Monday, August 24, 2020

Constructing rhyme networks (From rhymes to networks 5)


As is now happening for the summer, this little series on rhyme networks is also coming to its end. We have only two more blog posts to go, with this one discussing the construction of rhyme networks, and then one more post in September, discussing how rhyme networks can be analyzed.

A preliminary annotated collection of rhymed poetry in German

While my original plan was to have all of Goethe's Faust annotated by the end of this series, so that I could illustrate how to make rhyme analyses with a large dataset of rhyme patterns in a language other than Chinese, I now have to admit that this plan was way too ambitious.

Nevertheless, I have managed to assemble a larger collection of German rhymes from various pieces of literature, ranging from boring love poems to recent examples of German Hip-Hop; and all of the rhymes have been manually annotated by myself during recent months.

This little corpus currently consists of 336 German "œuvres" (the data collection itself has more poems and songs from different languages), which make up a total of 1,544 stanzas (deliberately excluding the refrains in songs). There are 3,950 words that rhyme in this collection; and together they occur 5,438 times in a total of 49,797 words written by 72 different authors. The following table summarizes major features of the German part of the database.

Aspect Score
components 994
authors 72
poems 336
stanzas 1544
lines 8340
rhyme words 3950
words rhyming   5438
words total 49797

The whole collection, which is currently available under the working title "AntRhyme: Annotated Rhyme Database", can be inspected online at https://digling.org/rhyant/, but due to copyright restrictions for texts from recent pop songs, not all of the poems can be displayed. In order to share the annotated rhymes along with the initial Python code that I wrote for this post, I have therefore created a version in which only the annotated rhyme words are provided, along with dummy words in which each character was replaced by a miscellaneous symbol.
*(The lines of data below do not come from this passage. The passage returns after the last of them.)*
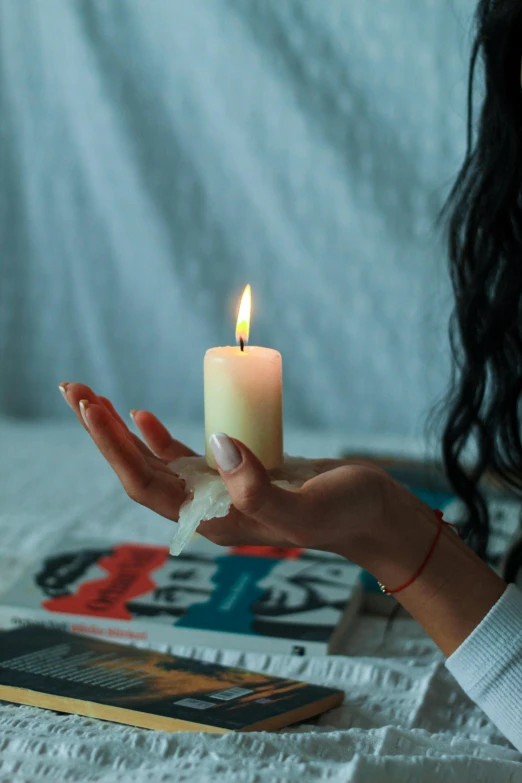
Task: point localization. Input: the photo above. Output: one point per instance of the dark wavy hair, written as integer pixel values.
(485, 251)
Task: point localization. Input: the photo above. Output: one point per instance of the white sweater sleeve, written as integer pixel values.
(488, 665)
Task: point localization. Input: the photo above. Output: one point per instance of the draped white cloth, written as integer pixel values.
(404, 718)
(155, 156)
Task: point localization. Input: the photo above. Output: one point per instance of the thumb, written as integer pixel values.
(250, 487)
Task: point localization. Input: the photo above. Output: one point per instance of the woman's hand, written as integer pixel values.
(341, 510)
(354, 510)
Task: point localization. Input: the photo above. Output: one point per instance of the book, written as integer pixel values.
(60, 671)
(250, 598)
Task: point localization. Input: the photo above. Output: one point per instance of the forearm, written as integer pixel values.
(455, 590)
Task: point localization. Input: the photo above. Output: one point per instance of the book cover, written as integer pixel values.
(267, 599)
(56, 670)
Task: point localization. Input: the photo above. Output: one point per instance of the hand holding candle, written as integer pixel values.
(243, 394)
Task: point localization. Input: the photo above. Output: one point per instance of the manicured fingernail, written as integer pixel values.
(84, 404)
(225, 451)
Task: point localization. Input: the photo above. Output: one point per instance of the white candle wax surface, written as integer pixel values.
(243, 399)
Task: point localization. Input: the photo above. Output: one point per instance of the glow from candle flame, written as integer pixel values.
(243, 317)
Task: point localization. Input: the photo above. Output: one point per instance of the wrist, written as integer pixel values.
(397, 538)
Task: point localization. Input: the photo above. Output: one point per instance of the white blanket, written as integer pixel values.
(403, 719)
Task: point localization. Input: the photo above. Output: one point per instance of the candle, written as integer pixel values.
(243, 393)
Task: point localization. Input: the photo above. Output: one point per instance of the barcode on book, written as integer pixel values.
(231, 693)
(195, 704)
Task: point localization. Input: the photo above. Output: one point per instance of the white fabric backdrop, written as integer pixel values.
(156, 156)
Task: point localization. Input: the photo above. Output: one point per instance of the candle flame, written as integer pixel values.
(243, 317)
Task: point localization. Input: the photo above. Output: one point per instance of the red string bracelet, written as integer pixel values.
(425, 561)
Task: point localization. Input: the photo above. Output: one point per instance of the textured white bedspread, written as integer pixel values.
(403, 719)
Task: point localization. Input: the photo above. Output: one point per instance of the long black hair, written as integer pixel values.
(485, 252)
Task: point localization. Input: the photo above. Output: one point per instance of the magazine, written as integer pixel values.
(250, 598)
(60, 671)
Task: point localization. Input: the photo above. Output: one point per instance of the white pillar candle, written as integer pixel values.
(243, 394)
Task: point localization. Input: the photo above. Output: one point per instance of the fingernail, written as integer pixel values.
(225, 452)
(84, 404)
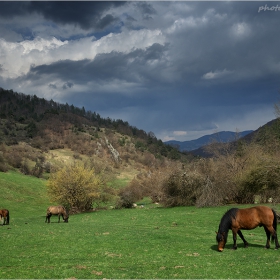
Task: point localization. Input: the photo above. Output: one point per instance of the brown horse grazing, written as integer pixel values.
(57, 210)
(237, 219)
(4, 213)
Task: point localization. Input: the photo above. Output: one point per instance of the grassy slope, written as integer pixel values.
(133, 243)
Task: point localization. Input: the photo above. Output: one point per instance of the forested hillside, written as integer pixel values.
(40, 137)
(48, 125)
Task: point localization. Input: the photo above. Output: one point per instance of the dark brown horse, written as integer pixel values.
(4, 213)
(57, 210)
(249, 218)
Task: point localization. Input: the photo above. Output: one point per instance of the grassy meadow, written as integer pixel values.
(150, 242)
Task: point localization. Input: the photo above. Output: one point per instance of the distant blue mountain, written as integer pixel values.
(220, 137)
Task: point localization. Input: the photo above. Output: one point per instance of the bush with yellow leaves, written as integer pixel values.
(75, 186)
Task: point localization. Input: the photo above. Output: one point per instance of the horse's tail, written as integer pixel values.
(274, 224)
(8, 217)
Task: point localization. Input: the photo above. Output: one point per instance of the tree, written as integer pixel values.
(75, 186)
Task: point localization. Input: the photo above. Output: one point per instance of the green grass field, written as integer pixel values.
(150, 242)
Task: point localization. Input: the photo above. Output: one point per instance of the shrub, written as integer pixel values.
(75, 186)
(129, 195)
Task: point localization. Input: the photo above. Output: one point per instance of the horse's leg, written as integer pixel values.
(271, 231)
(48, 217)
(268, 232)
(243, 239)
(234, 239)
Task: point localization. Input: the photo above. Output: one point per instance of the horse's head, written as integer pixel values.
(222, 240)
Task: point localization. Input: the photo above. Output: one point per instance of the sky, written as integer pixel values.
(179, 69)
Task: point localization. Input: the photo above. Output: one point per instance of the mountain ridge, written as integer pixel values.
(220, 137)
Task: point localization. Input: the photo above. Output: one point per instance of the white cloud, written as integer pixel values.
(17, 58)
(216, 74)
(240, 30)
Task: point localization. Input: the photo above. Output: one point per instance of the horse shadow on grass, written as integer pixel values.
(240, 246)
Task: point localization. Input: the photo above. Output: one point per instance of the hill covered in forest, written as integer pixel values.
(38, 134)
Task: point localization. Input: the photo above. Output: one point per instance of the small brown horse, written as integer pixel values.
(4, 213)
(57, 210)
(249, 218)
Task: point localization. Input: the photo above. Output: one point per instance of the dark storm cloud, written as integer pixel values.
(202, 64)
(88, 14)
(130, 67)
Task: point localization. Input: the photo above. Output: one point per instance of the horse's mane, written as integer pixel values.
(226, 221)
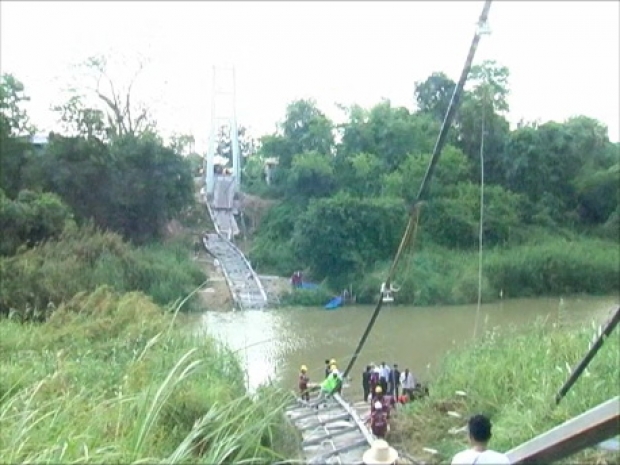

As a result, the song "Griechicher Wein" ("Greek wine") by Udo Jürgens from 1974 now looks as shown in the following figure.


Modeling rhymes with networks

As far as Chinese rhyme networks were concerned, I have always given the impression (and also truly thought this myself) that the reconstruction of a rhyme network is something rather trivial. Given a stanza in a given poem, all one has to do is to model the rhyme words in the stanza as nodes in the network, and then add connections for all of the words that rhyme with each other according to the annotation.

While I still think that this simple rhyme network model is a very good starting point, there are certain non-trivial aspects that one needs to carefully consider when working with this kind of rhyme network. First, there is the question of weighting. In the first study that I devoted to Old Chinese poetry (List 2016), I weighted the nodes by counting their appearance, and I also weighted the edges by first counting how often they occurred. I then normalized this score in order to receive a more balanced weighting. The normalization would first count each rhyme pair only once, even if the same word occurred more than one time in the same stanza, and then apply a formula for normalization based on the number of words rhyming with each other within the same stanza (see ibid. 228 for details).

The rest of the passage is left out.